Making mail upwardly mobile
Mobile email is an increasingly important, but vastly expensive service that needs to be addressed urgently, warns Sigurdur Bjornsson
How many emails have you sent today? It’s hard to imagine conducting business without everyone’s favourite method of instant, mass communication. Almost impossible to remember the days when sending documents took two days, and offices were redolent with the sound of fax machines squeaking and spewing forth endless reams of paper. As anyone whose system has gone down will confirm, losing email is almost like losing a limb.
Of course, one of the reasons that email has become so central to our working lives is that it is relatively cheap, if not free, to send messages all over the world. Unlike phones, faxes and snail mail, email is not constrained by budgets, or charged for by the second or the mile.
Unless, that is, you are using mobile email. In which case the deal changes completely. Like mobile voice calls, charges are varied and frequently exorbitant. But unlike voice charges, the costs for mobile data transfer from abroad are characterised by a complete lack of transparency. Where charges are made public they are complex and hard to comprehend.

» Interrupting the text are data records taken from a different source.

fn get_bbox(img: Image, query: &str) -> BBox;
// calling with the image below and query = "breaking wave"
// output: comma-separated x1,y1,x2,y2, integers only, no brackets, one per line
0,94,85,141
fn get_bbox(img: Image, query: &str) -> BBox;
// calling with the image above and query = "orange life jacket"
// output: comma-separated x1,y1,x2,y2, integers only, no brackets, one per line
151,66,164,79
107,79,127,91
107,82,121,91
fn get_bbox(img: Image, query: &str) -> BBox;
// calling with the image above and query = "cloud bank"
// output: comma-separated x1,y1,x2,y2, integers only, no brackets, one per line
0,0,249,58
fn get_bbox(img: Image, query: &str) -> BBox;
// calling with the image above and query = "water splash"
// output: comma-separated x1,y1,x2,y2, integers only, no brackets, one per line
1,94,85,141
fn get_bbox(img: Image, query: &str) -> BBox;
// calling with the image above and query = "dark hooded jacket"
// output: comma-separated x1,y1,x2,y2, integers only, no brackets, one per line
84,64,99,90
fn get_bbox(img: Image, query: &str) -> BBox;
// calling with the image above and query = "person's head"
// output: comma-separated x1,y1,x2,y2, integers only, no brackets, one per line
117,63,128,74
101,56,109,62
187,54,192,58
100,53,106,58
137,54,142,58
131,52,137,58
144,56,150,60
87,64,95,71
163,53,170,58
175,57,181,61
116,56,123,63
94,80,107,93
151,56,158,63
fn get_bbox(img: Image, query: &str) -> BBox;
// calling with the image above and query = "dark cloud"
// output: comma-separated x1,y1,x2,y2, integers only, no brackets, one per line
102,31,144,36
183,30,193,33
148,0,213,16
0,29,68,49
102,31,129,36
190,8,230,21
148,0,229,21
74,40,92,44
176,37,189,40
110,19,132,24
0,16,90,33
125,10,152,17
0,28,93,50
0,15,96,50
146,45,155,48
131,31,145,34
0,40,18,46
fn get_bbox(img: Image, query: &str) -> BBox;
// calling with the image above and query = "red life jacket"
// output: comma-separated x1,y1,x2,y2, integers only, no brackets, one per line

Gartner believes that by 2008, 41 million corporate employees globally will spend at least one day a week teleworking and 100 million will work from home at least one day a month.
All of this represents a growing profit centre for mobile phone operators, which are already making margin on each of these ‘roaming’ voice calls. Mobile phone operators have already threatened to pass on their potential loss from capped voice prices to other areas of their pricing structures. It is likely that one such area is data transfer.
Firms must ensure that the mobile email provider doesn’t tie them in to one single network so that they are not tied to the most obscure pricing structure. Second, users should ensure that their mobile email provider offers the best data compression levels, so that when vital documents are sent the cost is minimal.
If the European Union is serious about creating a single financial market that allows the free flow of goods, services and capital across the continent, it has to ensure that the costs of conducting international business are kept as low as possible. And that means encouraging the European Commission to extend its caps to mobile data as well as voice.